Similarly, the differential roles of Lrp5 and Lrp6 in Wnt interaction were only investigated at a single timepoint in the PNAS paper. Here, we have characterised differences throughout the time course of Wnt-interaction. Of particular note are the findings that Lrp5 KO enhances cytoneme formation higher than that of wildtype, and that Lrp6, but not Lrp5, is required for asymmetric partitioning of cell fate determinants and markers.

Clarification of these novel findings and reducing the involvement of previously published data in the updated manuscript has significantly enhanced the new findings of the manuscript and the understanding of Wnt-ESC interaction, dynamics and ACD.

2. Figure 5 shows that the previously reported deficiency in establishing asymmetric cell division in Lrp5, Lrp6 and β-catenin KOs and CNQX treated cells has direct consequences on the distribution of Nanog between daughter cells.

It is important to note that the involvement of the Wnt/β-catenin pathway components and AMPA/Kainate receptors in spindle orientation and asymmetric cell division (ACD) of ESCs is shown for the first time in this manuscript. We have further clarified this distinction in the revised text.

One aspect that is surprising tough is the asymmetric distribution of Rex1. Rex1 is to my knowledge a non-functional component of the pluripotency circuit (unlike Nanog) and therefore a rather surprising choice for experimentally addressing its asymmetric distribution. I am wondering what could be the developmental rational for such an asymmetric distribution of what seems purely a naïve pluripotency marker, rather than a constituent of the naïve network. Rex1 staining appears largely cytoplasmic in the proximal and distributed panels in Figure 5A, which is surprising for a transcription factor. This should be clarified/commented on. Have the authors assessed the distribution of more functional components of the naive GRN?

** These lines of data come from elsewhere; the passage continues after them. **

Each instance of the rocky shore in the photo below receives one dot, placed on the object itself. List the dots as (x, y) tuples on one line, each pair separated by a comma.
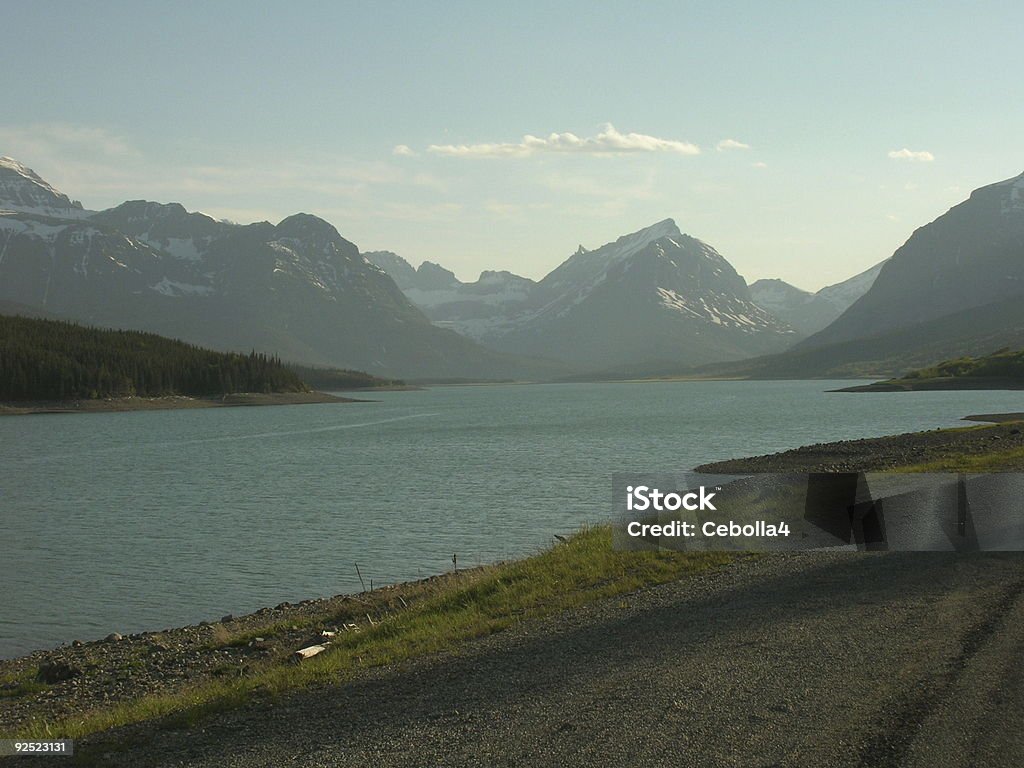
[(878, 454), (81, 677)]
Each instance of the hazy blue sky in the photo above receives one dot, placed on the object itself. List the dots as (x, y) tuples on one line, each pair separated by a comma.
[(254, 112)]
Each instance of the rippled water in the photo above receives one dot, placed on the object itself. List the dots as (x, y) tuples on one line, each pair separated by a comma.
[(144, 520)]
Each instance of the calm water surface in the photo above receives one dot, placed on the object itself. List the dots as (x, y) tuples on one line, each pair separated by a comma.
[(144, 520)]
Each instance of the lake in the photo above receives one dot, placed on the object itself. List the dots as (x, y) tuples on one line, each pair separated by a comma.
[(132, 521)]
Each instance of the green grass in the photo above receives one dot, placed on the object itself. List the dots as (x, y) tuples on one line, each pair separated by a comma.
[(992, 461), (477, 603)]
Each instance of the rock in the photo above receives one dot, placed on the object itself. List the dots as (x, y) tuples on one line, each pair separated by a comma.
[(56, 672), (303, 653)]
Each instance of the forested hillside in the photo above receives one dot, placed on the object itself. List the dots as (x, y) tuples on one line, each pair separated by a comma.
[(49, 359)]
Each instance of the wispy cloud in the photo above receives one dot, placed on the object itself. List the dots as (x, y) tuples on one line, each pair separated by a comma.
[(607, 141), (911, 156), (57, 139), (730, 143)]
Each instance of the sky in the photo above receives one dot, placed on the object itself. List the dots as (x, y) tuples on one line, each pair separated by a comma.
[(804, 140)]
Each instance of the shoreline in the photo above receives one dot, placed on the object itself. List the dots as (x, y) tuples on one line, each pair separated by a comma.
[(999, 443), (945, 384), (85, 678), (168, 402)]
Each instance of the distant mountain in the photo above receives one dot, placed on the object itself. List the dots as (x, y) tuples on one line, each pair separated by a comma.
[(297, 289), (955, 288), (473, 309), (655, 295), (23, 189), (971, 256), (806, 311)]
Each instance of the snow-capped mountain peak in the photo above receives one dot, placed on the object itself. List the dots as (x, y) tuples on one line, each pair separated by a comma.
[(24, 190)]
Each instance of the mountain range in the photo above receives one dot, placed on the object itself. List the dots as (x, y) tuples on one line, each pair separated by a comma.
[(954, 288), (650, 298), (656, 299), (296, 289)]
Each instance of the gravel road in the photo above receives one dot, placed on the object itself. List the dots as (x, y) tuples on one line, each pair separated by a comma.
[(804, 659)]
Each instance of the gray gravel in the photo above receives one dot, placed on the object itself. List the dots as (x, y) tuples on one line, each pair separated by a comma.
[(804, 659)]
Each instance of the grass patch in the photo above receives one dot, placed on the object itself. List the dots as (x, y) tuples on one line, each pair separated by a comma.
[(478, 602), (992, 461)]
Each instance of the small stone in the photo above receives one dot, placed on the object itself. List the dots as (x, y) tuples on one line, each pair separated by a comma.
[(56, 672)]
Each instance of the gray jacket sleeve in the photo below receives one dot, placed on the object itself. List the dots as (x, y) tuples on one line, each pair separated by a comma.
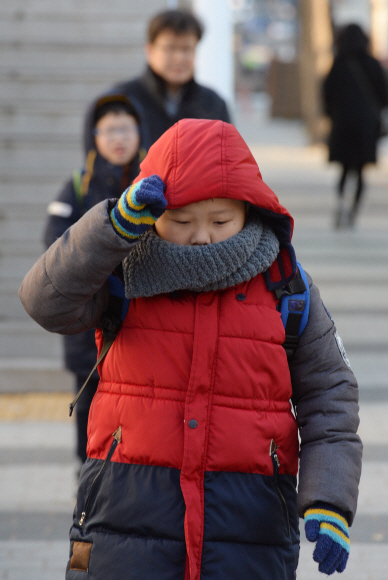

We appreciate the reviewer’s comment, and we present the following information to explain the use of Rex1 analysis. Briefly, our previous work (Habib et al., 2013) has demonstrated the ACD of several pluripotency markers, including Nanog, Rex1, Sox2 and Stella, by both live-imaging and protein immunostaining. This work suggested Nanog and Rex1 as robust markers for ACD, while other core pluripotency markers such as OCT4, which is also expressed in epiblast stem cells, is distributed similarly between both Wnt-daughter cells.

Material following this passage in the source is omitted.